7/10
THE BOY WITH GREEN HAIR (Joseph Losey, 1948) ***
19 January 2009
Losey's first feature film was this unexpected Technicolor fantasy with a strong anti-war message. Dean Stockwell is a boy whose parents are busy doing war duty during the London blitz; after they're killed, he's taken in by cheerful Irish former actor Pat O'Brien (who bursts into song at the drop of a hat) – in perhaps the least typical scene in the director's entire oeuvre (more suited to an MGM musical, in fact!), he recalls his private performance before a European king! Anyway, things take a curious turn when, in direct opposition to children's suffering in wartime, Stockwell's hair goes from black to green (the color of Spring and, therefore, hope) overnight. However, this defiant gesture isn't easily understood by either the boy's peers (who take to bullying him) or the local elders (who treat him as an outcast); amusingly, milk-man Regis Toomey drops his consignment of bottles off-camera when the physical change which has occurred in Stockwell finally dawns on him! Medical science can't help the boy either, but a 'visit' by other war orphans reassures him of the symbolic role he has to play.
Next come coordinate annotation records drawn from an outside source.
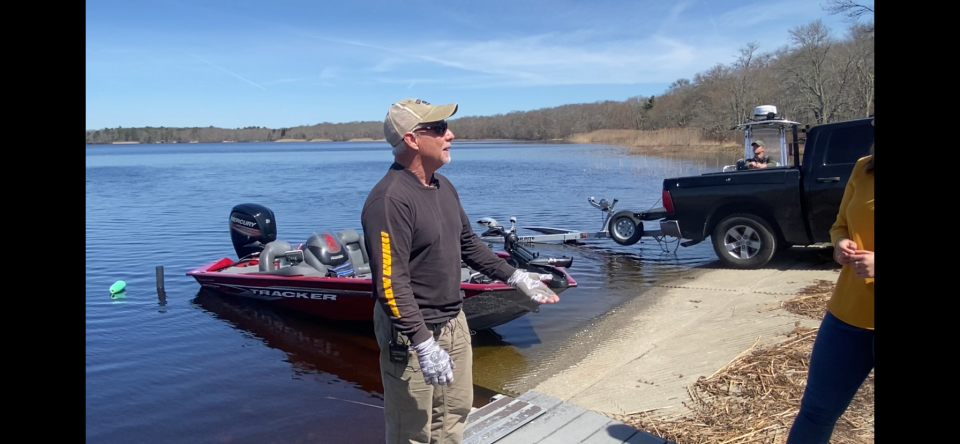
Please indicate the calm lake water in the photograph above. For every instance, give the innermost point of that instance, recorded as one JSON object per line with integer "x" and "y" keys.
{"x": 200, "y": 368}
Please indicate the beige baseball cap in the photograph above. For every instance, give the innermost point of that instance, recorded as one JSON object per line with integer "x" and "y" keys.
{"x": 406, "y": 114}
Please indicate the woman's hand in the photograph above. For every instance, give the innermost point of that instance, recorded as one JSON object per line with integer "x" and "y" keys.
{"x": 862, "y": 263}
{"x": 844, "y": 249}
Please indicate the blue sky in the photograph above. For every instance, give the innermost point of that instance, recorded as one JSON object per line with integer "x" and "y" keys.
{"x": 283, "y": 63}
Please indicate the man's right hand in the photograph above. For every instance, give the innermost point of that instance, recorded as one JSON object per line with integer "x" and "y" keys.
{"x": 435, "y": 363}
{"x": 844, "y": 249}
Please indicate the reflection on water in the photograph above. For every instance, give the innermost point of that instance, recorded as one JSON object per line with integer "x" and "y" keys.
{"x": 346, "y": 351}
{"x": 338, "y": 352}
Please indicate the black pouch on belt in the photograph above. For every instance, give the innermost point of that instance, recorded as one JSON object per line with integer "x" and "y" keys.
{"x": 399, "y": 348}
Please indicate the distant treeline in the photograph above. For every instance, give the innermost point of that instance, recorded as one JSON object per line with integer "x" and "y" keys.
{"x": 817, "y": 78}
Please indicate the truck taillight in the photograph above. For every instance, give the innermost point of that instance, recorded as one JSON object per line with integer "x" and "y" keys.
{"x": 667, "y": 201}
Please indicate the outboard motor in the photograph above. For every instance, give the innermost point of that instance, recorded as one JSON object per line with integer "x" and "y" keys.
{"x": 325, "y": 252}
{"x": 252, "y": 227}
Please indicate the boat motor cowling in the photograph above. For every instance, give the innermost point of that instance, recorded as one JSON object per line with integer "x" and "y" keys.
{"x": 252, "y": 227}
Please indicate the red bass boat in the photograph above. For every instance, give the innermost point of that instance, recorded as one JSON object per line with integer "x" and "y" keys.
{"x": 329, "y": 274}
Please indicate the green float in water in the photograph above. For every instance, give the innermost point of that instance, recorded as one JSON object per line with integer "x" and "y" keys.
{"x": 118, "y": 289}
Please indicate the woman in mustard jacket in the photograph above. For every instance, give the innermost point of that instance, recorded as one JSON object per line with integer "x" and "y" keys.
{"x": 842, "y": 355}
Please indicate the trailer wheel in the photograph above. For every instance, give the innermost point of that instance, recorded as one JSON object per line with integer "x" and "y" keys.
{"x": 625, "y": 228}
{"x": 744, "y": 241}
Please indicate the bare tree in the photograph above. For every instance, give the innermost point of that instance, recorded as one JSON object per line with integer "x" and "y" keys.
{"x": 850, "y": 9}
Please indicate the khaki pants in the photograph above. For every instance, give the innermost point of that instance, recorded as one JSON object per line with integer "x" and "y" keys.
{"x": 414, "y": 411}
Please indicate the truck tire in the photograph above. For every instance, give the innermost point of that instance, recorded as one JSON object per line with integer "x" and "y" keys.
{"x": 625, "y": 228}
{"x": 744, "y": 241}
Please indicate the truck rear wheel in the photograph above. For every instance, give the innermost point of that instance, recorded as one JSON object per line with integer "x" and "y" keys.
{"x": 744, "y": 241}
{"x": 625, "y": 228}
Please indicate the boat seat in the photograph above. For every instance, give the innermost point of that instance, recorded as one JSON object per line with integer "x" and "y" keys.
{"x": 310, "y": 259}
{"x": 353, "y": 242}
{"x": 273, "y": 251}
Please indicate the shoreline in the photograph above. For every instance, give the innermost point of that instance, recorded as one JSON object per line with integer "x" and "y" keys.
{"x": 644, "y": 355}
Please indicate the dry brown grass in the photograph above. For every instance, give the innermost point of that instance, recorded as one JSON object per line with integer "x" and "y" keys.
{"x": 755, "y": 398}
{"x": 658, "y": 141}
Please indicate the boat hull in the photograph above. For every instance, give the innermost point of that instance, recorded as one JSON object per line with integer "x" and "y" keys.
{"x": 351, "y": 298}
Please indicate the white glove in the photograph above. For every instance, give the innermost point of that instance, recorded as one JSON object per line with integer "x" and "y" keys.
{"x": 529, "y": 283}
{"x": 435, "y": 363}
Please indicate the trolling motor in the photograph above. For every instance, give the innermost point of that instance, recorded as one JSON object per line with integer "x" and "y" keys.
{"x": 523, "y": 257}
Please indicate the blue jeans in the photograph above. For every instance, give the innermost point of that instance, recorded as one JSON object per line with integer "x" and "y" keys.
{"x": 842, "y": 359}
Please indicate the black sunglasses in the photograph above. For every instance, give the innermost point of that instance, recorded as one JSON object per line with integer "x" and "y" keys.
{"x": 440, "y": 127}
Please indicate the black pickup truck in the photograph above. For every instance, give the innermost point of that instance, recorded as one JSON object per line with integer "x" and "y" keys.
{"x": 751, "y": 214}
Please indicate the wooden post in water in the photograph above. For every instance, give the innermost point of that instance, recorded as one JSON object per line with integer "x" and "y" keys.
{"x": 160, "y": 291}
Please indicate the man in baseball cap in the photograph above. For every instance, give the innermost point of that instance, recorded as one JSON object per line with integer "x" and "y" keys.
{"x": 759, "y": 160}
{"x": 416, "y": 234}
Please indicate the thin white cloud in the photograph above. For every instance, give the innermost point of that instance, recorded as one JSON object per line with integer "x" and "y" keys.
{"x": 228, "y": 72}
{"x": 280, "y": 81}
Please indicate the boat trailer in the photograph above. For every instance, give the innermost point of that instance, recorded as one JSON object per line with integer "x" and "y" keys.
{"x": 624, "y": 227}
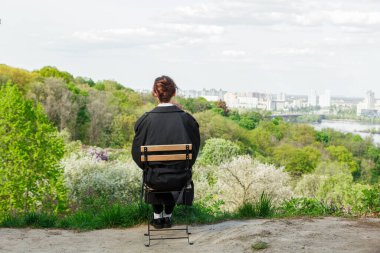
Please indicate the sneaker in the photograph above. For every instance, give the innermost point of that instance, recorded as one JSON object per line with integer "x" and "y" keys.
{"x": 157, "y": 223}
{"x": 167, "y": 222}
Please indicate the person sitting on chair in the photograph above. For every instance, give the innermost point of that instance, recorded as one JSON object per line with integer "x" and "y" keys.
{"x": 164, "y": 125}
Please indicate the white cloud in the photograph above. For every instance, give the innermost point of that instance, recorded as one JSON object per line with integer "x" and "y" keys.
{"x": 113, "y": 34}
{"x": 293, "y": 51}
{"x": 301, "y": 13}
{"x": 234, "y": 53}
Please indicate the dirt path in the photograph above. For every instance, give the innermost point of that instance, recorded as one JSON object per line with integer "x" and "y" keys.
{"x": 283, "y": 235}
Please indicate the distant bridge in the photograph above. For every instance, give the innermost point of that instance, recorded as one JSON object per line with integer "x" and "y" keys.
{"x": 291, "y": 117}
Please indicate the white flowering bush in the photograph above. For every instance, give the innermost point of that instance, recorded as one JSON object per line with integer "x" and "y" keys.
{"x": 240, "y": 181}
{"x": 114, "y": 181}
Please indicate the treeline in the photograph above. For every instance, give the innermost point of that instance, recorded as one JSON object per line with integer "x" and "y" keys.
{"x": 103, "y": 114}
{"x": 98, "y": 113}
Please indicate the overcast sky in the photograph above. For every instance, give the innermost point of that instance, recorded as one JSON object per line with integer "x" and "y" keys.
{"x": 237, "y": 45}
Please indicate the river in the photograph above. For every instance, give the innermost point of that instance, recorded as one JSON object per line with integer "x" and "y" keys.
{"x": 348, "y": 126}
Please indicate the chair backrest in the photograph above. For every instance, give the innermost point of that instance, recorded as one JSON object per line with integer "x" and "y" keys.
{"x": 176, "y": 152}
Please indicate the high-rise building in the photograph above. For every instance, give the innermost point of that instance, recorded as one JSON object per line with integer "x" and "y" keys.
{"x": 313, "y": 99}
{"x": 325, "y": 99}
{"x": 370, "y": 99}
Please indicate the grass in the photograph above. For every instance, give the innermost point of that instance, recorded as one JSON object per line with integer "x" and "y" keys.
{"x": 259, "y": 245}
{"x": 117, "y": 215}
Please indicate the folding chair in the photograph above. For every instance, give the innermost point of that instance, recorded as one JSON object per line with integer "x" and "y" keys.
{"x": 164, "y": 153}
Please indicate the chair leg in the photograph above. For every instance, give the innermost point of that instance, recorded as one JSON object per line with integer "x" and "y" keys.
{"x": 148, "y": 234}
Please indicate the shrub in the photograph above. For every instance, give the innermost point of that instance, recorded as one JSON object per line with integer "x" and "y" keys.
{"x": 30, "y": 149}
{"x": 217, "y": 151}
{"x": 90, "y": 181}
{"x": 305, "y": 206}
{"x": 241, "y": 181}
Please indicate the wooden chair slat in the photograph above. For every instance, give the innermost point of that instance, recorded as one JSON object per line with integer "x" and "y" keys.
{"x": 161, "y": 158}
{"x": 174, "y": 147}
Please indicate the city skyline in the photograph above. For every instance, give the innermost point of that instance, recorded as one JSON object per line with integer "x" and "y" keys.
{"x": 268, "y": 46}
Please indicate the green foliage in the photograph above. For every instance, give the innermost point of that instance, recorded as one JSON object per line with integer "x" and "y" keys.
{"x": 371, "y": 199}
{"x": 344, "y": 157}
{"x": 49, "y": 71}
{"x": 305, "y": 206}
{"x": 217, "y": 151}
{"x": 194, "y": 105}
{"x": 19, "y": 77}
{"x": 30, "y": 150}
{"x": 89, "y": 180}
{"x": 248, "y": 120}
{"x": 297, "y": 161}
{"x": 213, "y": 125}
{"x": 323, "y": 137}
Even so, as with virtually every harbinger of an inconvenient truth, he still ends up victimized: his head is completely shaved and, running away, comes across sympathetic children's doctor Robert Ryan(!) – to whom the story thus far is recounted in flashback. Given the vital importance of color here, this emerges a very pleasant-looking film indeed; the ensuing drama is remarkably well handled with, thankfully, little concession to sentimentality. Though there's regrettably too little of Ryan to counterbalance O'Brien's malarkey, the whole is undoubtedly boosted by the haunting tune "Nature Boy" (which would somehow find its way effectively into the eclectic MOULIN ROUGE [2001] score!).